End-of-Year Highlight Reel
Silver and Gold Exportations: While silver and gold may be great decorations, they are also valuable assets due to their investment and industrial uses. The price of both commodities has reached record highs this year – outperforming the S&P500 by a multiple of four – due to strong investor demand, central bank purchases, inflation fears, and supply constraints. This trend is expected to continue in 2026 for the same reasons. Silver may face new supply constraints, however, due to Chinese export restrictions taking effect in January. Chinese silver producers and distributors had to apply for permission to export in October based on export performance between 2022–2024. For new applicants, the domestic production threshold to receive approval was 80 tons, which effectively puts large, state-owned enterprises at the forefront of China’s silver exports. Out of 50 applications, six were rejected, which will further concentrate the market and raise global price-risk premiums as companies look to de-risk supply chains.
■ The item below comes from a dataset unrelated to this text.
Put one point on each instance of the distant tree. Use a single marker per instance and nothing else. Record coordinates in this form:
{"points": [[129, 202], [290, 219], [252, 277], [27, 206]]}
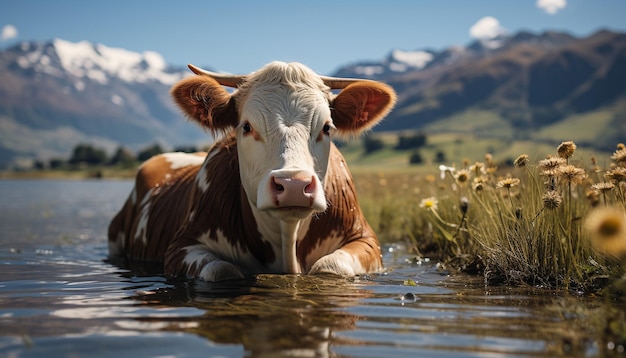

Keep an eye out for a possible future trade dispute with China as the Shipment noted here.
Mexico Joins the Fray: Last week, the senate of Mexico approved tariffs of between 5–50 percent on more than 1,400 products it imports from countries with no trade agreement, including China. These tariffs will take effect in January and are expected to raise between $1.7–$3.8 billion and annually, while also contributing to higher inflation, which the Shipment expects to have an indirect negative impact on the price of U.S. consumer imports from the country. Impacted products include textiles, clothing, plastics, household appliances, toys, furniture, footwear, auto parts, steel, and aluminum, among other things. The Chinese government condemned the new protectionist measures, with analysts in China anticipating retaliation. China represents about 17 percent of Mexico’s imports and 3 percent of exports, but the United States makes up 50 percent of imports and 75 percent of exports. This may explain why Mexico is attempting to appease U.S. concerns over China’s use of Mexico as a “backdoor” into the U.S. market, and solidify trade relations going into 2026 USMCA negotiations.
Uh Oh, The U.S.-UK Trade Deal Hiccup: The U.S.-UK technology cooperation agreement announced in September has been paused by the Trump Administration, which says the UK is not making progress on the U.S.-UK Economic Prosperity Deal (EPD) announced in May. Many may recall that the EPD was the first U.S. trade deal touted by President Trump and his trade team in his second term as a crowning achievement. The Shipment highlighted the day the deal was released that the UK never planned on making significant changes to its non-tariff barriers, particularly its food standards on hormone-treated U.S. beef. Additionally, the EPD never addressed the UK’s digital services tax, which impacts U.S. technology companies, representing another point of contention that may prove challenging for the future of this agreement. On the line is more than $40 billion worth of investments in the United Kingdom, as well as the collapse of U.S. trade relations with a close ally.